[XxslbabesxX]

I am having a hard time balancing this redox problem:

CH₃OH + Cr₂O₇^-2 ---> CH₂O + Cr⁺³

First I found the oxidation #s then I separated them, balanced them, and added the necessary  H₂O and H⁺ so that it looked like this.

CH₃OH ---> CH₂O  + 2H⁺

Cr₂O₇^-2 + 14H⁺ ---> 2Cr⁺³ + 7H₂O

When I went to find the change of electrons for each I found that Carbon had a change of 2, but Cr did not change at all because of the coefficient  2 before Cr⁺³.  2Cr⁺³ and Cr₂O₇ ended up equaling to six. I have no clue what to do from here. I would really appreciate a steer in the right direction. Thanks!

[Borek]

Add electrons to both half reactions to balance charge.
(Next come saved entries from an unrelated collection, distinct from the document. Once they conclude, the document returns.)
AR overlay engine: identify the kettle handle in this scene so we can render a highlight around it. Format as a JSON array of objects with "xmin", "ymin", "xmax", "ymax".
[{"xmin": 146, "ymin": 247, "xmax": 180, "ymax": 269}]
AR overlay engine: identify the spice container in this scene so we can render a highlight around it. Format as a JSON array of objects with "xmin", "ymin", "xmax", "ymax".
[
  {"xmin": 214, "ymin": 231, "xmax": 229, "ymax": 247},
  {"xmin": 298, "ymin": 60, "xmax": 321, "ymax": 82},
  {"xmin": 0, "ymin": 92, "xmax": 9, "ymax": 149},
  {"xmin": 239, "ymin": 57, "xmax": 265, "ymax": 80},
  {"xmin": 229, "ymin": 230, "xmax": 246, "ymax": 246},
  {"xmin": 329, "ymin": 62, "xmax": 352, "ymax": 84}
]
Rest should be easy.

[mike]

Cr₂O₇^2- (Cr is +6)

Cr³⁺ (Cr is +3)

[XxslbabesxX]

Cr₂O₇^2- (Cr is +6)

Cr³⁺ (Cr is +3)

But the coeffiecient before Cr³⁺ is 2 so that means the number of electrons is 6 which is the same as Cr₂O₇^2-....or those that not matter?

[Borek]

But the coeffiecient before Cr³⁺ is 2 so that means the number of electrons is 6 which is the same as Cr₂O₇^2-....or those that not matter?

There are 2*3+ and 2*6+, not 2*3+ and 6+ - you have two Cr on both sides of equation.

[mike]

one Cr⁶⁺ gains 3 electrons to form one Cr³⁺

two Cr⁶⁺ gains 6 electrons to form two Cr³⁺

etc...